The revised arts funding plan includes reducing the amount for an “iconic” piece of art that would represent all of Fort Worth and spread the money around for additional smallers pieces of art.
The iconic piece of artwork, which would take several years to develop and require private money, was reduced from $1.66 million to $1.41 million.
That reduction and some other reductions in transit-oriented art projects will allow for a $300,000 public art piece at the intersection of North Beach Street and Northeast Loop 820 in Scarth’s district.
In the parks section of the plan, the commission reduced the amount for Northwest Community Park from $150,000 to $138,600 and reduced the amount for Heritage Park from $240,000 to $100,400.
That money will be used to add $76,000 for artwork in Chisholm Trail Park and $75,000 for art in Trail Drivers Park in Councilman Sal Espino’s district. Espino said he was excited that Trail Drivers Park was being added to the bond.
“Trail Drivers is a historic park that is named after the trails that go through Fort Worth, so it is pretty easy as to what kind of thing,” Espino said. “You want something that celebrates Fort Worth’s history with the trail and Western heritage.”
He said the iconic piece should be something that “expresses the best of Fort Worth.”
A 2001 city ordinance requires that 2 percent of the total amount of a bond package go to public art. Since then, the 2004 and 2008 voter-approved bond programs and the 2007 critical capital needs program all dedicated the full 2 percent to public art.
But the City Council decided to cut that amount for the 2014 bond program in February, dedicating 1 percent of the $219.74 million planned for transportation to public art.
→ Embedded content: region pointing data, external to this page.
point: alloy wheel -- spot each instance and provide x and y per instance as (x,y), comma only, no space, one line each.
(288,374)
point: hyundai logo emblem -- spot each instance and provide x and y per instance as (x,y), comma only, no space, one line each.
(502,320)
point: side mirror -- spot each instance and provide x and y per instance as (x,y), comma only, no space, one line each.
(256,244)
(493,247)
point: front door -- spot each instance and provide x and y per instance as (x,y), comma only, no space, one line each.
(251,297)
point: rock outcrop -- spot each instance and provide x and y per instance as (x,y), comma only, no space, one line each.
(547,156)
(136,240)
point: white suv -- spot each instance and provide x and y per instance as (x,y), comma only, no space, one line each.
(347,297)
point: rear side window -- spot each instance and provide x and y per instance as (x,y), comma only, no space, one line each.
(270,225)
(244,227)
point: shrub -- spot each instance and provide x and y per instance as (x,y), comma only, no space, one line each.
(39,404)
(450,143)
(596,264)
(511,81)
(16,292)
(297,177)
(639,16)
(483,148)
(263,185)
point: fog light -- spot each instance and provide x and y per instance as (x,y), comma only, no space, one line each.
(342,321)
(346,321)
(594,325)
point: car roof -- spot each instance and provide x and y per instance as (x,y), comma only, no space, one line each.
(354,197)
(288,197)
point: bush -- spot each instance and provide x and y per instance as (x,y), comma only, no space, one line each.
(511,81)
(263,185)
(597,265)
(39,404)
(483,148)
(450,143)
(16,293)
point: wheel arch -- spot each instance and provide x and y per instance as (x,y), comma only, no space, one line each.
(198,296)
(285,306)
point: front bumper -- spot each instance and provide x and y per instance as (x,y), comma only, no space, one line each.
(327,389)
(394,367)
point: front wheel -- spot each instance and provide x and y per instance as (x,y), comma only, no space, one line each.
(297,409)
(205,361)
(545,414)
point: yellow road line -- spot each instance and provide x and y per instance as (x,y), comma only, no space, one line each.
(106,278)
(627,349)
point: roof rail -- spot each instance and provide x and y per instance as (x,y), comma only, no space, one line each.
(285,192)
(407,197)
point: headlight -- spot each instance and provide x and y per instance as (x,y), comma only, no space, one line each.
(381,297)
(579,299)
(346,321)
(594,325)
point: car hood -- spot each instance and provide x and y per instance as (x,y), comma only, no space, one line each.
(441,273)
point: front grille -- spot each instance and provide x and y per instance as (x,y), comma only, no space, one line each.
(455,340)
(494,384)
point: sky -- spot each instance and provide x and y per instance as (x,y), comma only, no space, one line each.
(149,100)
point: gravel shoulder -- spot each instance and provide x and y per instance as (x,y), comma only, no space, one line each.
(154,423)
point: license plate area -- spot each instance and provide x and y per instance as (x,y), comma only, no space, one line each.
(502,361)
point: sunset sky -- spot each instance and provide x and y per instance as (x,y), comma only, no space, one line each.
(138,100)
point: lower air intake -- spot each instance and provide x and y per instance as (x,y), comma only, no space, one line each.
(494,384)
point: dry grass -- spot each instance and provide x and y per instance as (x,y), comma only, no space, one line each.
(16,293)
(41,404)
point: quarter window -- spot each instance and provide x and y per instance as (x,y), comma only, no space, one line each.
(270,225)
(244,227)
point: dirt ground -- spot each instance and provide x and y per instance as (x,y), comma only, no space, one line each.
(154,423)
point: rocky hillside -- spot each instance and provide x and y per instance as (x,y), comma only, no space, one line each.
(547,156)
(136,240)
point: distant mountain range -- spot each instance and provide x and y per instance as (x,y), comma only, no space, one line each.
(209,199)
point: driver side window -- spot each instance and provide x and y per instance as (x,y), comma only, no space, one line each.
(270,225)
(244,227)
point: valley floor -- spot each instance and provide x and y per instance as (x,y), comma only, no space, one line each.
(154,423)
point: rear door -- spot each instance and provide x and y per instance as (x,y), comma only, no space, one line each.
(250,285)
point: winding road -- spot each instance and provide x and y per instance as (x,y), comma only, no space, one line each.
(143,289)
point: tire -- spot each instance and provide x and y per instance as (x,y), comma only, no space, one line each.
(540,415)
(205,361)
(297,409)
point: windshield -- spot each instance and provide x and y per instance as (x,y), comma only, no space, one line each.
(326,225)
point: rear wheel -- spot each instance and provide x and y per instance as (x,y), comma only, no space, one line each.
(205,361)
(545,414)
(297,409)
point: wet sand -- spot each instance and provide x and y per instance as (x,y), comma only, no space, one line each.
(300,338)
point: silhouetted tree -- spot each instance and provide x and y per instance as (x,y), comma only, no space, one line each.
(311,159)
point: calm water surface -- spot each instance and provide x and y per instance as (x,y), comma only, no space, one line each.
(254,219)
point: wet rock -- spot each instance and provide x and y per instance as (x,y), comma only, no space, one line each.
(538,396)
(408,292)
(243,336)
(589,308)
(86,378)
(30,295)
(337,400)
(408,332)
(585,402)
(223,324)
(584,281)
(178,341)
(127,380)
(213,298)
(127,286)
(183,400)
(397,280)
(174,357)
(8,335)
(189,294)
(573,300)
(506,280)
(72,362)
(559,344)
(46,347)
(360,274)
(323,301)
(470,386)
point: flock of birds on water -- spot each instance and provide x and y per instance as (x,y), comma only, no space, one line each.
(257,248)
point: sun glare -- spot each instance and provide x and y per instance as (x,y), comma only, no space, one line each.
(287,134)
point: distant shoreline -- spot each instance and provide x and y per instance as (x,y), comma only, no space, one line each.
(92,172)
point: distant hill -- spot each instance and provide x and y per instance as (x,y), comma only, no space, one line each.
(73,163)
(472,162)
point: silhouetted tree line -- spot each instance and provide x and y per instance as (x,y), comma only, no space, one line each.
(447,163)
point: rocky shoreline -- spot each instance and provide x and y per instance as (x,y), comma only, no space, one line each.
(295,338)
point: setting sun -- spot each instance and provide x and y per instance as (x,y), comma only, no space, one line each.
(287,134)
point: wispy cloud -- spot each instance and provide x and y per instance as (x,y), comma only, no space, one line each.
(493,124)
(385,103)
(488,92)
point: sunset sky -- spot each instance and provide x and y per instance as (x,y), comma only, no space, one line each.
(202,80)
For all other propositions, such as parks and fire stations, the full 2 percent still goes to public art.
The new proposal will come to the community for input at Aug. 11 and Sept. 8 meetings, said Martha Peters, vice president for public art.
The rest of the initial draft plan will stay the same during community input, until the council approves the final plan in October.
Transportation projects are getting a total of $2.1 million for public art and park projects are getting the next big chunk at $616,400.
For the library proposition, the east side library would get $65,000 and the far north library, which is also set to include municipal kiosks, will get $183,000 for artwork.
Both of the fire stations planned in the bond program will get $91,050 each for art.
The expansion of the municipal court building will get $30,000 from the 2014 bond for a public art piece.
The field operations facility for the far north, which will also serve as a drop-off center, is budgeted for $95,700. Peters said the goal would be to make that piece a “way-finding” landmark to help people to find the center.
The municipal vehicle maintenance facility, planned for the Holly Water Treatment Plant, is getting $200,000. Peters said the goal is to have that artwork on the perimeter of the plant, so that passersby can see it from busy North Forest Park Boulevard.
Finally, the new animal care and control center planned for far north Fort Worth will get $46,100.
This report includes information from Star-Telegram archives.